This past Tuesday, I got that opportunity thanks to an artists’ gathering on St. Paul’s West Side. The West Side is my first neighborhood assignment and I’ve taken it on with great relish, as it has been very interesting to interact with the many types of small businesses one can find in the neighborhood. However, a significant introduction to the community came through a chance Facebook encounter with a group devoted to Smith Avenue, one of the major business thoroughfares in the neighborhood.
The gathering was advertised as an artists’ mixer, as there is a growing vocal community of artists on the West Side. Hosted by the West Side Citizens’ Organization, the meeting was meant to solicit ideas regarding potential artist events and/or initatives that WSCO and other community organizations could pursue. Inside High Bridge Tattoo, Tom Alvarado and WSCO director Elena Gaardner welcomed artists and business owners alike inside the living-room like space, with plenty of snacks and beverages for all. I didn’t get an accurate count, but there had to have been at least twenty-five folks squeezed into the little space.
While space may have been in short order, ideas certainly weren’t.
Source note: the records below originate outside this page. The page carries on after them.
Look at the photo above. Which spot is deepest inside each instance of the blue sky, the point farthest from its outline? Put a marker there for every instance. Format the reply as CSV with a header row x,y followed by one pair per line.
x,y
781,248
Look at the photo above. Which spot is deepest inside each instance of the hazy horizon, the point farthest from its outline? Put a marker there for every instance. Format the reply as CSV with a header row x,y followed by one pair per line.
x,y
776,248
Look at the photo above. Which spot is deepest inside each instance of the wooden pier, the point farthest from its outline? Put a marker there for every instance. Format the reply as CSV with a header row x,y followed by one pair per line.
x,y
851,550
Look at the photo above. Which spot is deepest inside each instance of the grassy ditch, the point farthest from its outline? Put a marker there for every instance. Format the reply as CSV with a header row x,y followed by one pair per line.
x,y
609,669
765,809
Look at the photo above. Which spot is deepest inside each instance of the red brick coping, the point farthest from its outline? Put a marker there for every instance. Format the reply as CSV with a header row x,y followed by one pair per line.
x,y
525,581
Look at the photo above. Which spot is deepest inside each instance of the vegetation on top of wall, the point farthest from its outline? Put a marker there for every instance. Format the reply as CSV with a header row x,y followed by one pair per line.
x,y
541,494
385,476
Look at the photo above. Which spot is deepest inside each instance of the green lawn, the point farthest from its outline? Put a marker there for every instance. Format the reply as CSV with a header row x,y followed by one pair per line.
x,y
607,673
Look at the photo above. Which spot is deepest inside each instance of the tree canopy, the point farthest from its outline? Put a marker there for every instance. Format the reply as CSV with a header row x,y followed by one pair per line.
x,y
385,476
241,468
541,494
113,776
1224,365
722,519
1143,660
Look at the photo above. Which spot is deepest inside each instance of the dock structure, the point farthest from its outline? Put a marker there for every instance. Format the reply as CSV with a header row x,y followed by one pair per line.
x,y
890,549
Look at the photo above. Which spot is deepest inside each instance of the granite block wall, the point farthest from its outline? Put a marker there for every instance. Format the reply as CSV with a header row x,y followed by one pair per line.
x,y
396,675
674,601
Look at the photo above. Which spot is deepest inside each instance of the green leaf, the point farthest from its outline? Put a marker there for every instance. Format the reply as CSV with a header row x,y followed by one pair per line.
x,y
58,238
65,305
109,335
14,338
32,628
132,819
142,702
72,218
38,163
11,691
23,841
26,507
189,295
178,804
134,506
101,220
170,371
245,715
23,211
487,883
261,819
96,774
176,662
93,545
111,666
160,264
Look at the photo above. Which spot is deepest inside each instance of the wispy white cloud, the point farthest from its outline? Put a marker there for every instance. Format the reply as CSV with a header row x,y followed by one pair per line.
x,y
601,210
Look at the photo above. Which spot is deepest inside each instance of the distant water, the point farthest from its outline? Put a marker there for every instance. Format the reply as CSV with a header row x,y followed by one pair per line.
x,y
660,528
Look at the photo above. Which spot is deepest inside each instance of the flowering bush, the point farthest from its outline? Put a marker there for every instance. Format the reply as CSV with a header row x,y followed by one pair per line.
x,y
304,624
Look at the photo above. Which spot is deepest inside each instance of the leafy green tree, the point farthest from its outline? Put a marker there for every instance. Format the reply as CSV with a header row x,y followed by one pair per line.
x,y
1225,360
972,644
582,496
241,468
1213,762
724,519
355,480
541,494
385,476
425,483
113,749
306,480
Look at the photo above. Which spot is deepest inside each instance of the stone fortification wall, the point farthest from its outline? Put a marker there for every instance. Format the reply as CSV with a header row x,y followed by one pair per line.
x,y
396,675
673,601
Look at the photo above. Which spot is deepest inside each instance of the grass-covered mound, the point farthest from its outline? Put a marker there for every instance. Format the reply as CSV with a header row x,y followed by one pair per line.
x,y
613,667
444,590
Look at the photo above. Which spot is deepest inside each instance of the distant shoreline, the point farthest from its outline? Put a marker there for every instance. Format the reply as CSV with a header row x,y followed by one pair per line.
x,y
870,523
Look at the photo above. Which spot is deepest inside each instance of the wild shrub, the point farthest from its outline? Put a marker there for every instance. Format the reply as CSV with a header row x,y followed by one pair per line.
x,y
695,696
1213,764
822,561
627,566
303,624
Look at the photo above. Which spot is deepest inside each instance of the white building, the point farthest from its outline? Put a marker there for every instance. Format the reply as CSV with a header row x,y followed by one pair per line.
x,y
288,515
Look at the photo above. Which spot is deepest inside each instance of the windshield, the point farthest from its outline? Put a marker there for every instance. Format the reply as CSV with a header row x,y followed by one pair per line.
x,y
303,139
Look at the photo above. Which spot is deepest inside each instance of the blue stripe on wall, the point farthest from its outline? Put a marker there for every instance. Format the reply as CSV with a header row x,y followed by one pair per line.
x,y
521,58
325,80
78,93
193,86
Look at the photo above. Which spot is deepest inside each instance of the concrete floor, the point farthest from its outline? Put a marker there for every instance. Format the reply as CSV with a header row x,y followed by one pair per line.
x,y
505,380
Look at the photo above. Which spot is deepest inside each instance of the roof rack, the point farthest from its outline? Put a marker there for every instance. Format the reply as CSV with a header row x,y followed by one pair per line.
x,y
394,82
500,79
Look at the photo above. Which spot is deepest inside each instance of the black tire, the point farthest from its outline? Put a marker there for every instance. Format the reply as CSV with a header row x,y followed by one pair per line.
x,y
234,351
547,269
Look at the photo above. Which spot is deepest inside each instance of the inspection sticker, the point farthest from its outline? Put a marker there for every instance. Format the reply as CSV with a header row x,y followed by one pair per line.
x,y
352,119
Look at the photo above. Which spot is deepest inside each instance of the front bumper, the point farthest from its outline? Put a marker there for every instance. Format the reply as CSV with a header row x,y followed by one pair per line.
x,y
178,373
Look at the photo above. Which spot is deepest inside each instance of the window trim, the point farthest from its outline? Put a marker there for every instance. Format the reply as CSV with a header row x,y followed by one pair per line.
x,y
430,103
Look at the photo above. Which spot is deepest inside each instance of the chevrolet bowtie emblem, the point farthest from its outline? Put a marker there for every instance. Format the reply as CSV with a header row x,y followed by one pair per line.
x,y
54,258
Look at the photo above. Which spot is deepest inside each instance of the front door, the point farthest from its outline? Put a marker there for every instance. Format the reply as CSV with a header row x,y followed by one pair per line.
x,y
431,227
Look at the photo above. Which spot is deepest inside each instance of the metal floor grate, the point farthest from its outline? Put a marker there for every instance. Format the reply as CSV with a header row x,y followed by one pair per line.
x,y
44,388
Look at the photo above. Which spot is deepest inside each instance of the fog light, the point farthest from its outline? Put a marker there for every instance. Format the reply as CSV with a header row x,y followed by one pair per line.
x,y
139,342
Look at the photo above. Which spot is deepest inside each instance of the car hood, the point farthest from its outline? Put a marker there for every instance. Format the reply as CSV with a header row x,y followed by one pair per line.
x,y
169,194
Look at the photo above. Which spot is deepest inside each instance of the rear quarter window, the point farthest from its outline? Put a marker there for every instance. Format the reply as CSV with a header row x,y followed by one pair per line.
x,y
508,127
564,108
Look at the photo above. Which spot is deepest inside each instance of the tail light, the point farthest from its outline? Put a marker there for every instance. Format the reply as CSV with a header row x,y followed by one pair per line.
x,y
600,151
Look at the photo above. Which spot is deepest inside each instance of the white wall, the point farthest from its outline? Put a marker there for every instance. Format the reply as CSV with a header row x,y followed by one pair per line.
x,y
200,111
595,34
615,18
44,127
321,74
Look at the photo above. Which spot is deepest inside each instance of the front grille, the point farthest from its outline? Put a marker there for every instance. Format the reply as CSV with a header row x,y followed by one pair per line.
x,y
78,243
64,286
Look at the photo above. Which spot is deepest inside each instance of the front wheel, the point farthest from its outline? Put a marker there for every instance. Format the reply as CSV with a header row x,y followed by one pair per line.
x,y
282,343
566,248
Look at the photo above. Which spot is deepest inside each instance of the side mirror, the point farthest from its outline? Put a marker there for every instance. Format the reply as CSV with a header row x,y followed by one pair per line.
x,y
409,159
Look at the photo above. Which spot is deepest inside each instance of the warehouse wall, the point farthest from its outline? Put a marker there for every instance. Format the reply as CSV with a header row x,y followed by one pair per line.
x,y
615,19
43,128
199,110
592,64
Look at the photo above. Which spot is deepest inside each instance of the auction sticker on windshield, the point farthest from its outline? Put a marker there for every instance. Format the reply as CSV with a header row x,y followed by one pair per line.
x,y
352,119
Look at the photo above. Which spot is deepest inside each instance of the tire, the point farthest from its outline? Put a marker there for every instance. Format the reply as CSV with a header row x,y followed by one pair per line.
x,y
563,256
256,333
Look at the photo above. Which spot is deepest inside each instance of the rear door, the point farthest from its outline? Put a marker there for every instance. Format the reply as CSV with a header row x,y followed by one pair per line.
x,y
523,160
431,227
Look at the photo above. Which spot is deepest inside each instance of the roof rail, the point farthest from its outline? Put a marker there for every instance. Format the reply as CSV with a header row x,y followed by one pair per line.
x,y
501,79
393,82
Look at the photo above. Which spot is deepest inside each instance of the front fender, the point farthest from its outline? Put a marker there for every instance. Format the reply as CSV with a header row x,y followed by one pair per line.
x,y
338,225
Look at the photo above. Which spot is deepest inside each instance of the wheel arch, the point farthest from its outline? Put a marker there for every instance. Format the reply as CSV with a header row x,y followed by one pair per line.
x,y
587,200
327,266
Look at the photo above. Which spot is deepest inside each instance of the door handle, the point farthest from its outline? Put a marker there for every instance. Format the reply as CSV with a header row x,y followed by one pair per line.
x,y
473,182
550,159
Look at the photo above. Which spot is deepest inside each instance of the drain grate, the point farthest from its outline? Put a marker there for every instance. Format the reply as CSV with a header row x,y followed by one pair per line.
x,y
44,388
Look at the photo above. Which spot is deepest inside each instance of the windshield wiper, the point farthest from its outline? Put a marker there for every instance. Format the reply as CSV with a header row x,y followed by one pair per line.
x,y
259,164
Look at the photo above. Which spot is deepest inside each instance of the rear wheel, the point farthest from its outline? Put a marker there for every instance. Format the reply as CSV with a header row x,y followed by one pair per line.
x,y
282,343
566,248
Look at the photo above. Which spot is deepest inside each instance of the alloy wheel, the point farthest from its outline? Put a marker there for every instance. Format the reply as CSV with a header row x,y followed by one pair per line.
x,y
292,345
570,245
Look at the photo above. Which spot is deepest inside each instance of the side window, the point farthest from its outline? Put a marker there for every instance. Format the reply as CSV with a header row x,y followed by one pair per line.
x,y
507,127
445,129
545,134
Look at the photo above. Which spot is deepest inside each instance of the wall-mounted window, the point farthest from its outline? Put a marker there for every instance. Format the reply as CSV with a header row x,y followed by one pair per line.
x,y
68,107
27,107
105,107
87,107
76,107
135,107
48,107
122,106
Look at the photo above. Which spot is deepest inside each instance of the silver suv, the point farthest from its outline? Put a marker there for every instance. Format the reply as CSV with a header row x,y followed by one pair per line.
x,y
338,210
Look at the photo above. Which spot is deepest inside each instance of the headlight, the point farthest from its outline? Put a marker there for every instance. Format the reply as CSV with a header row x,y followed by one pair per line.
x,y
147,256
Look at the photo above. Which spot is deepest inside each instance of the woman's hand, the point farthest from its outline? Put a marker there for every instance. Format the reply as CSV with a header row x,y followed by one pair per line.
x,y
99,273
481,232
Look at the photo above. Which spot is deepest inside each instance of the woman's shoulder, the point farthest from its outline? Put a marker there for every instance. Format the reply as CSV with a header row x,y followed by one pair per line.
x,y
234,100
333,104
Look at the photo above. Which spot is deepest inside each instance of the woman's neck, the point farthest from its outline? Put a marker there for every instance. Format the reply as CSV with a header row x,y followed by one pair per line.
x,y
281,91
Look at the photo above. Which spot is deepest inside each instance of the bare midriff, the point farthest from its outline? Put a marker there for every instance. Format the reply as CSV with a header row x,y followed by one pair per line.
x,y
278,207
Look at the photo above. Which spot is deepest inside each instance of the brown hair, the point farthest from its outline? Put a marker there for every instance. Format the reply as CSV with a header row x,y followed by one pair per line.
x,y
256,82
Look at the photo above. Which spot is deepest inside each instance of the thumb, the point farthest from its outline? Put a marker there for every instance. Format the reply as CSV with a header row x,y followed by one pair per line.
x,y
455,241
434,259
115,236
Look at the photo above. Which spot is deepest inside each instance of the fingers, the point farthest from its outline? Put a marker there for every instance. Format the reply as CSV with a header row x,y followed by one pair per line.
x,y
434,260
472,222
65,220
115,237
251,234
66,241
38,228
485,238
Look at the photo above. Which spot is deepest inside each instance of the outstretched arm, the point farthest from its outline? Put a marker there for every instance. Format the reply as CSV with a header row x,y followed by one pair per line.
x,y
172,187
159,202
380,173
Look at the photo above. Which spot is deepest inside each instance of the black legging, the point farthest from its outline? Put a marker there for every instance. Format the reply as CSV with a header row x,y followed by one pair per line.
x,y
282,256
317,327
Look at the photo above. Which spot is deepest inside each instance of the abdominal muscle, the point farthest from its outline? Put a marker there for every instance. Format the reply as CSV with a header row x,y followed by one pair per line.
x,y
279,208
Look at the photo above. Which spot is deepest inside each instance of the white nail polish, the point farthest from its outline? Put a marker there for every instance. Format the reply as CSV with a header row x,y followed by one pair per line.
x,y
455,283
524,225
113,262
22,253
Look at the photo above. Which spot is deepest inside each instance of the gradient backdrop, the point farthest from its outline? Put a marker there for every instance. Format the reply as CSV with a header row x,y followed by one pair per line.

Rumblings of a potential new theater space using open lots to garage theater tours to installations rivaling the huge lawn chair at the North end of the High Bridge percolated through the active space. What was most comforting was to see a committed community space, with folks willing to move around, meet others, re-connect with acquaintances and share ideas.
Though calling a spontaneous community meeting for every neighborhood I encounter may be too much for the task, I was inspired by the group and how easily it clicked. The West SIde is known for its tight community, so it certainly comes with practice, but, there can be great value in just bringing folks together and letting the process flow. I hope that by the end of my work, the Community Assets Directory will have a similar, welcoming feel to it. Just be sure to bring your own snacks.